As a vegetarian, I often find myself looking for new healthy dishes. I made lentil soup and butternut squash mashed. You’ll need a few items before you get started.
What you need:
- 2 butternut squashes
- almond, cashew, coconut, or regular milk
- salt, brown sugar
- lentils (14 0z bag)
- spinach, corn, celery, carrots, onion
- small macaroni
Boil a pot of water (about 6 cups) and add lentils until it’s tender. Let it cook for about 20 minutes on medium heat. I start chopping fresh spinach, corn, celery, carrots, and onions into small pieces.

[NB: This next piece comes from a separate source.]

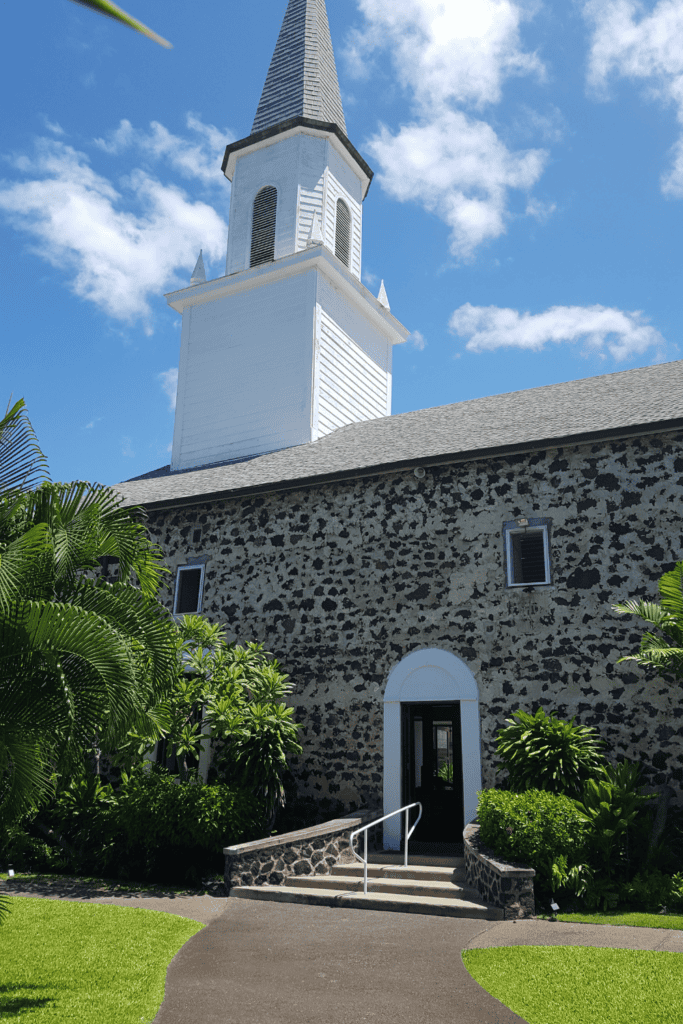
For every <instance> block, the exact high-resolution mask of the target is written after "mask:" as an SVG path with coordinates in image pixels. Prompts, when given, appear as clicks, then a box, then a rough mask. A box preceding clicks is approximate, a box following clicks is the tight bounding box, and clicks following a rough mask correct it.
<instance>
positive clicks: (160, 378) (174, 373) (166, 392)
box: [157, 367, 178, 411]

I saute my veggies before adding them to the soup. First, I oil my pan with extra virgin olive oil and heat it. Once it’s heated, I add garlic and onions, carrots, celery, spinach (about a handful of each veggie) letting it cook for about 3 minutes. Add salt, pepper, and seasonings for flavor.
Add vegetable broth to the pot, sauteed veggies, and lentils. Let cook for about 30-40 minutes depending on how you like it. ADD macaroni for the last 10 minutes.
Let cool a bit and serve with fresh grated cheese!
Butternut Squash Mashed
Cut the squash into two halves, scoop out the seeds, and let boil until fork tender.
Once it’s cooked scoop out the inside and place in bowl. Add milk, salt, butter, and a touch of brown sugar for flavor.